3.3.2 Driekamermodel

Woningcorporaties zijn maatschappelijk-, vastgoed- en financieel gedreven. Het Driekamermodel (Conijn, 2012) is een denkmodel die is ontwikkeld om de efficiëntie en effectiviteit van beleidsplannen en investeringskeuzes van woningcorporaties te verbeteren en de financiële continuïteit beter te kunnen waarborgen. Het Driekamermodel (figuur 3.7) trekt drie verschillende rollen uit elkaar in drie verschillende kamers wat zou moeten leiden tot meer

transparantie, effectiviteit en efficiëntie bij woningcorporaties. De drie kamers in dit model omvatten:

 Maatschappelijke kamer;  Vastgoedkamer;

 Vermogenskamer.

De taak van de maatschappelijke kamer is het effectief inzetten van beschikbare middelen voor gewenste maatschappelijke activiteiten. De maatschappelijke kamer krijgt hiervoor jaarlijks een budget van de vermogenskamer. Dit budget wordt verdeeld over verschillende maatschappelijke prestaties waardoor meer transparantie ontstaat over de maatschappelijke meerwaarde en verantwoording van activiteiten.
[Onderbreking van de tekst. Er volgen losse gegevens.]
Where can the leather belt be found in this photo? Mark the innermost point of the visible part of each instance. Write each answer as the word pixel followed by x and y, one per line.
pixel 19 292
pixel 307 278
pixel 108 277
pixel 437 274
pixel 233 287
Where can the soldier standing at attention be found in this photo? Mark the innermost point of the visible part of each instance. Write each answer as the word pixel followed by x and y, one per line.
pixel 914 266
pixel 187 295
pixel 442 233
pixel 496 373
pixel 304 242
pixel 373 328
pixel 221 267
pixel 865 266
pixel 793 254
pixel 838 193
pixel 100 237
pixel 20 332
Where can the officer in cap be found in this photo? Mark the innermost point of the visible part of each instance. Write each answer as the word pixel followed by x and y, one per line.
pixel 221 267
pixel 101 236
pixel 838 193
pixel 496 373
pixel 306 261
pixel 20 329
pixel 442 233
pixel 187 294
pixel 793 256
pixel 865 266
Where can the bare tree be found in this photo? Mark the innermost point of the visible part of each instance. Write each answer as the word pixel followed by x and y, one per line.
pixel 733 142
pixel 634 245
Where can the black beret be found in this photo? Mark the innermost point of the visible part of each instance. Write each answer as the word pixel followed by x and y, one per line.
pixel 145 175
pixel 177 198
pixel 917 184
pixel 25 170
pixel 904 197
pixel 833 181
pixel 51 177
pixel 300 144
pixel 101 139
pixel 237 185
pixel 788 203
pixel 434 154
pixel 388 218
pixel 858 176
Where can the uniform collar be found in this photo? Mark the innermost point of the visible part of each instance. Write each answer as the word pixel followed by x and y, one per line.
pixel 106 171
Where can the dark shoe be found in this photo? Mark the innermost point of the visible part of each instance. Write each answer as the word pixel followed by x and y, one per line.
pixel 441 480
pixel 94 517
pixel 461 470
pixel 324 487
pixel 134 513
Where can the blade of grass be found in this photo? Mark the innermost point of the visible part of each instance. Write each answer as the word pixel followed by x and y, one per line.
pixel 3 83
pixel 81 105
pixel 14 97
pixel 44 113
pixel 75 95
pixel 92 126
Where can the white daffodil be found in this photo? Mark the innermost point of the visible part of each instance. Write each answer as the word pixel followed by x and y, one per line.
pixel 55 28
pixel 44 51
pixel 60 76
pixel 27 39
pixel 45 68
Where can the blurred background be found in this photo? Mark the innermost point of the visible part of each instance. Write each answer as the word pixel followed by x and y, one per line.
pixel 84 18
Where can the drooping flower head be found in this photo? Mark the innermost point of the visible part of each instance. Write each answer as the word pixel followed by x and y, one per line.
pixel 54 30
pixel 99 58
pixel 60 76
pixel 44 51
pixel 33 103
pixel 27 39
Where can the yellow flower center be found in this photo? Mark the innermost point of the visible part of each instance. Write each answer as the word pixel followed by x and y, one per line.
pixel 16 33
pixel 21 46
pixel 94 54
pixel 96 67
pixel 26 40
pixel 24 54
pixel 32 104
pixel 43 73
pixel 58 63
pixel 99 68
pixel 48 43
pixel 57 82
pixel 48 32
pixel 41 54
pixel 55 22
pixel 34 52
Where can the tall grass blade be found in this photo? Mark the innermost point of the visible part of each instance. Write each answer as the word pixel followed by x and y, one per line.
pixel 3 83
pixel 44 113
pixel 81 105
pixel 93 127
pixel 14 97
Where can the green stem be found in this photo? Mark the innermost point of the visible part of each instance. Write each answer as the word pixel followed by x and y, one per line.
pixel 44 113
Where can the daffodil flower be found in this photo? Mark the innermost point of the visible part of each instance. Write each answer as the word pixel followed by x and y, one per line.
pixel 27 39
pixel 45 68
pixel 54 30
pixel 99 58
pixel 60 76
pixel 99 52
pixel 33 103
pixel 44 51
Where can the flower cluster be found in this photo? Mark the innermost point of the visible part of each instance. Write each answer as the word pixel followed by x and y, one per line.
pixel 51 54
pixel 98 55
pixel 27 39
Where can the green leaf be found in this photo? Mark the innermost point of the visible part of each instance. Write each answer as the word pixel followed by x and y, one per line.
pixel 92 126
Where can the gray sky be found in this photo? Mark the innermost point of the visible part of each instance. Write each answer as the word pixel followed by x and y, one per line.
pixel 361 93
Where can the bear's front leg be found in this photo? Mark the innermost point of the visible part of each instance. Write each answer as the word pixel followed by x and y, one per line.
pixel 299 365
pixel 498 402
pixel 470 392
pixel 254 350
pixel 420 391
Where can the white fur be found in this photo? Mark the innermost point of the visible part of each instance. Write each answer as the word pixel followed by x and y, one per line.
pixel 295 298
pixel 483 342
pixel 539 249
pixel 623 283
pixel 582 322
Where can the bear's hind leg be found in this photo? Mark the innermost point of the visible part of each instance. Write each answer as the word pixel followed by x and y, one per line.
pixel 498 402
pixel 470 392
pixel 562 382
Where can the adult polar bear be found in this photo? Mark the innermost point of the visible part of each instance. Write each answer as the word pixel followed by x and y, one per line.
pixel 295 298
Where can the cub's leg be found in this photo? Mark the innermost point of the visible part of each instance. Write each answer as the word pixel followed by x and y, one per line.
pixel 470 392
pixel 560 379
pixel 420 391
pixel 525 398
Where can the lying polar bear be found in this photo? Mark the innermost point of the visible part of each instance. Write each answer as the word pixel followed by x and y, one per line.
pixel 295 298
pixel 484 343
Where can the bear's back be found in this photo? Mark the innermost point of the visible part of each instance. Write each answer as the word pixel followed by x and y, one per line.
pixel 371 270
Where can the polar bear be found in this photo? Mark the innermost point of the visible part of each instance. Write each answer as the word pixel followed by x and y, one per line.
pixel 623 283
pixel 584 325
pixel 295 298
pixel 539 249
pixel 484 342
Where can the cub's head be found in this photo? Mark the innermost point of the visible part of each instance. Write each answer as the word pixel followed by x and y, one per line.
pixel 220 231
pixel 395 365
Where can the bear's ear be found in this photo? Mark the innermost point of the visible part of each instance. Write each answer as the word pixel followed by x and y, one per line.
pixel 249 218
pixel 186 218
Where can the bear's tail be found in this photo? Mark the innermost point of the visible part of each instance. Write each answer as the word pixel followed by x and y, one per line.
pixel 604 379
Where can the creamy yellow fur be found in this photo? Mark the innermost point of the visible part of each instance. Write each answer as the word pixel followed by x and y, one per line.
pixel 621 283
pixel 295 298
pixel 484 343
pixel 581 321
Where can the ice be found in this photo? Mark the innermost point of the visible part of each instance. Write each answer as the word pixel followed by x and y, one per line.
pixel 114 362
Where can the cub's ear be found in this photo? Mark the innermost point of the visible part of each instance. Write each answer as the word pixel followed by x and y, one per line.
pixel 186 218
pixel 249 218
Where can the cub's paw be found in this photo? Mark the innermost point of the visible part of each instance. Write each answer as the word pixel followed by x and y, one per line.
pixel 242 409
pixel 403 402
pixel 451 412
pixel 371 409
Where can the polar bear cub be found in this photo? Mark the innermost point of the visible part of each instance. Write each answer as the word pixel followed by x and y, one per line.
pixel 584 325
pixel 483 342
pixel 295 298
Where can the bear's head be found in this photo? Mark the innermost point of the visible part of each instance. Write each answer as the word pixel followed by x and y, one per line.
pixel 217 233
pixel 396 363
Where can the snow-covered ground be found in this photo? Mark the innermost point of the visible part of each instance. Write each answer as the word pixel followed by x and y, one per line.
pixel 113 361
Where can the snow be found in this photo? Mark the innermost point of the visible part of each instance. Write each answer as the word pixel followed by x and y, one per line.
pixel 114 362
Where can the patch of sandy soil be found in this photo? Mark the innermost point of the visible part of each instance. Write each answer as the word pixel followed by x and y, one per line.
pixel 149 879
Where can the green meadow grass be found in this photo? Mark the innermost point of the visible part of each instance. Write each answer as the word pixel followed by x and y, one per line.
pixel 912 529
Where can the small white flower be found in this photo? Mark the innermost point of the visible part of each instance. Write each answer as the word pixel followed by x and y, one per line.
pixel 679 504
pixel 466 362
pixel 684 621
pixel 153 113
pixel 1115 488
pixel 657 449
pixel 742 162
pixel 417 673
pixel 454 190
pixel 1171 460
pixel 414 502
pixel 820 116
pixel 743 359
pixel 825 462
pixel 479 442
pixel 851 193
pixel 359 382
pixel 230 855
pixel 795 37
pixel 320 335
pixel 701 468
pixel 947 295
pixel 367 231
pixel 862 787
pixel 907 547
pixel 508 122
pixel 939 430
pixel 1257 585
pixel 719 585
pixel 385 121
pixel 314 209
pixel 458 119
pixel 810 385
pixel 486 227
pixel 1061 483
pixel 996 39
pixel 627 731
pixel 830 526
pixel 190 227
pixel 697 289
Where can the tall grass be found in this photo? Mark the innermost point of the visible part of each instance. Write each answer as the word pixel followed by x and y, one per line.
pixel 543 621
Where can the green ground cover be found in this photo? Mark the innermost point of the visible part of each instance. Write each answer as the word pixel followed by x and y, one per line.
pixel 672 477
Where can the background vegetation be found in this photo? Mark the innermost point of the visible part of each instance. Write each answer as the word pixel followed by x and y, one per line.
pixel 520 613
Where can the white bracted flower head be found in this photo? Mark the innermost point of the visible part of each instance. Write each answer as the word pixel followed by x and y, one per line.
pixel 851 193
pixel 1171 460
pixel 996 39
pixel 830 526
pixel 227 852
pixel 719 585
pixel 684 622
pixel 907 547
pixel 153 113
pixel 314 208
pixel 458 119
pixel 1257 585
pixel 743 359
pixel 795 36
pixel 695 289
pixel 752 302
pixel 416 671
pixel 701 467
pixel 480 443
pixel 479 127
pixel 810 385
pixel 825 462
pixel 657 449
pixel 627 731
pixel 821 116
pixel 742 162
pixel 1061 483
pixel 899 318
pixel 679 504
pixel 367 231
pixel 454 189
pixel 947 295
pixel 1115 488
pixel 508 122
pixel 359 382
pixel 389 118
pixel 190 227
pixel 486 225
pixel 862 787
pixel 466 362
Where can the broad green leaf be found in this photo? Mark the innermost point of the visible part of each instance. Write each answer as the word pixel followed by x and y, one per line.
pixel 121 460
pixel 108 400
De vastgoedkamer streeft naar het efficiënt exploiteren van het vastgoed. De vastgoedkamer heeft als doelstelling een marktconform direct (exploitatie inkomsten) en indirect (waardeontwikkeling vastgoed) rendement behalen. Woningcorporaties hanteren in werkelijkheid geen marktconforme huren vanuit de maatschappelijke taakstelling. De verstrekte huurkorting dient gefinancierd te worden uit de maatschappelijke kamer. Het behaalde financiële rendement uit exploitatie van individuele vastgoedcomplexen kunnen gebenchmarkt worden met marktpartijen (Conijn, 2012).

De vermogenskamer is verantwoordelijk voor de financiële continuïteit van de woningcorporatie. De vermogenskamer doet dit door primair te sturen op de gewenste ontwikkeling van kasstromen en het eigen vermogen. Het dividend dat de vermogenskamer ontvangt van de vastgoedkamer worden de rentelasten, aflossing van leningen en overige bedrijfslasten van betaald. De winst wordt verdeeld over het maatschappelijke budget en het eigen vermogen (Conijn, 2012).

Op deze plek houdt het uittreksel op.